The summit, which was organized by third-year BYU Law student Ryan Lewis, will be held at the Hinckley Alumni Center on BYU campus on Feb. 16, from 8 a.m. to 5 p.m., and will include lunch. Online registration is available at http://blockchain.byu.edu/.
Global Legal Hackathon
BYU Law has been selected as a host site of the first-ever Global Legal Hackathon. Organized by IBM Watson and Integra Ledger, it will be the largest legal hackathon in history, incorporating more than 39 cities on six continents, over 10,000 participants and 54 hours of hacking. The winning teams throughout the world will be judged by an international panel, culminating in an awards banquet in New York City. Hosting the Global Legal Hackathon is made possible by sponsors Patent Law Works (http://www.patentlawworks.net/) and Parsons Behle & Latimer (https://www.parsonsbehle.com/).
During the hackathon, teams, which consist of three or more professionals or students, will collaborate to create a working prototype of a new technology associated with the law. All types of technologies are welcome, including blockchain, and their application can be for private or public benefit. BYU undergraduate students and BYU Law students are preparing to tackle difficult issues from how to make filing a sexual harassment claim easier to how to make municipal law accessible.

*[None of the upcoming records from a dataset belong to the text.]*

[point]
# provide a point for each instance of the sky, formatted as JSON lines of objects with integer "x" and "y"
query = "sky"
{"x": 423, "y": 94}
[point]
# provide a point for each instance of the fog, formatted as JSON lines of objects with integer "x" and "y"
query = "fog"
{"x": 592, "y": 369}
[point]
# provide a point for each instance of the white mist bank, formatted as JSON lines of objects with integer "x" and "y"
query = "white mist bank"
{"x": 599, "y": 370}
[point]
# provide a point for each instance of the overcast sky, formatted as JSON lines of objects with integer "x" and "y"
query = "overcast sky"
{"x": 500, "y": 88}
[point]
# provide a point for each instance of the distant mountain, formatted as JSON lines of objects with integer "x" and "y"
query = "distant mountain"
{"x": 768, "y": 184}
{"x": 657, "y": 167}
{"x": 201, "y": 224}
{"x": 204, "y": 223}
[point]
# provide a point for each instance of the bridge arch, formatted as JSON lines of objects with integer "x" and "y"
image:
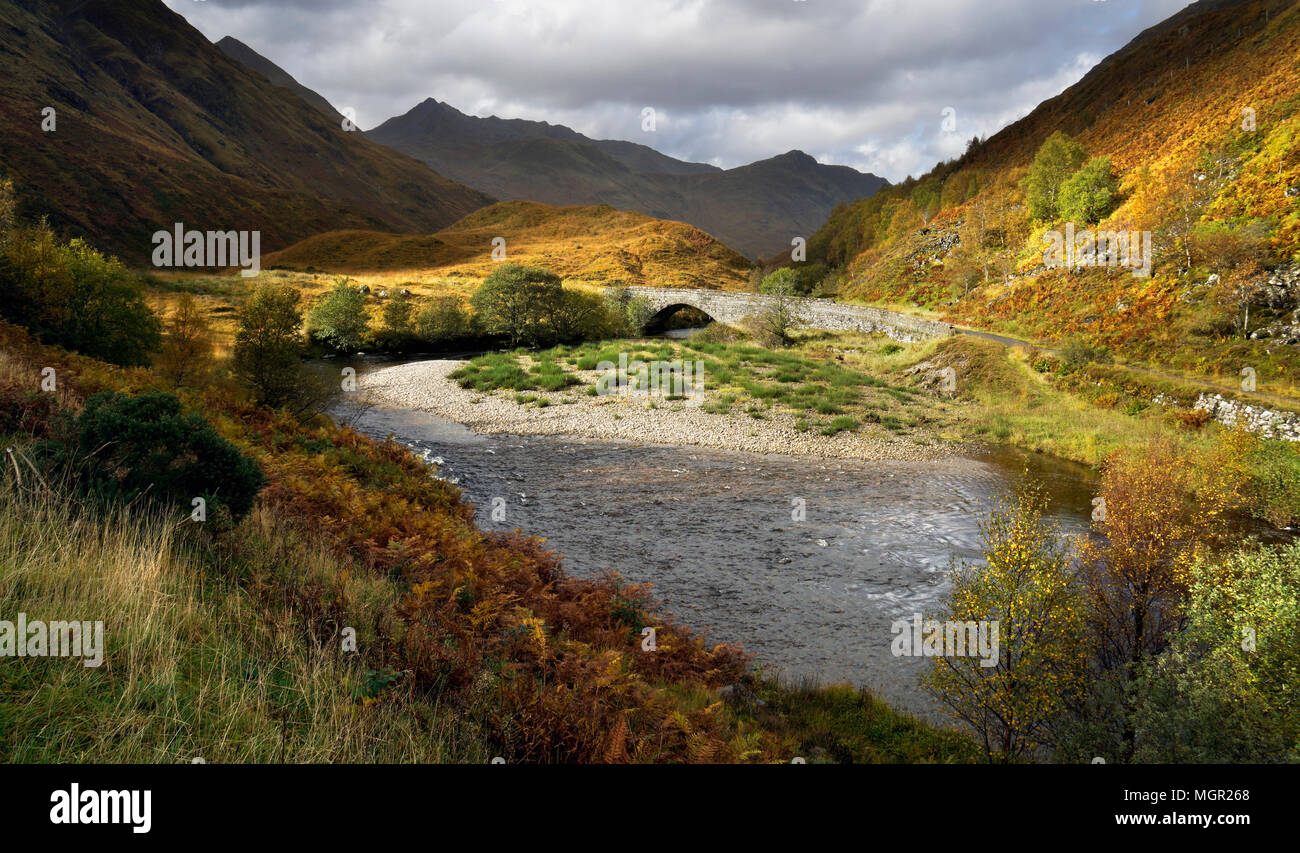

The teams will start their work on Thursday, Feb. 22, with final pitching to the judging panel of local experts taking place the evening of Saturday, Feb. 24. Participation is free of charge, and online registration is available at https://globallegalhackathon.com/register/. Walk-in registrants are welcome. BYU Law will provide several meals and study rooms for breakout sessions, as well as the use of the BYU Law School Commons, which offers an excellent, relaxed venue for collaboration.
“When I came to law school, I saw many aspects of the industry were ripe for disruption. Through the hackathon and the Blockchain Summit, BYU Law continues to dedicate its expertise and resources to enabling its students to compete in the changing global marketplace,” said George Simons, second-year BYU Law student and Global Legal Hackathon host co-organizer. “The law needs more coders as the role of technology continues to expand in the legal space, and I am excited to have helped bring this event to Utah and to see what type of legal innovation it will produce.”
Other Blockchain Summit co-organizers include Lewis; Andrew Evans, BYU Law JD/MPA candidate; Keltson Howell, BYU Design student; Arthur Buck, BYU Computer Science student; and Matt Gale, Director of Business Development at Simple Citizen.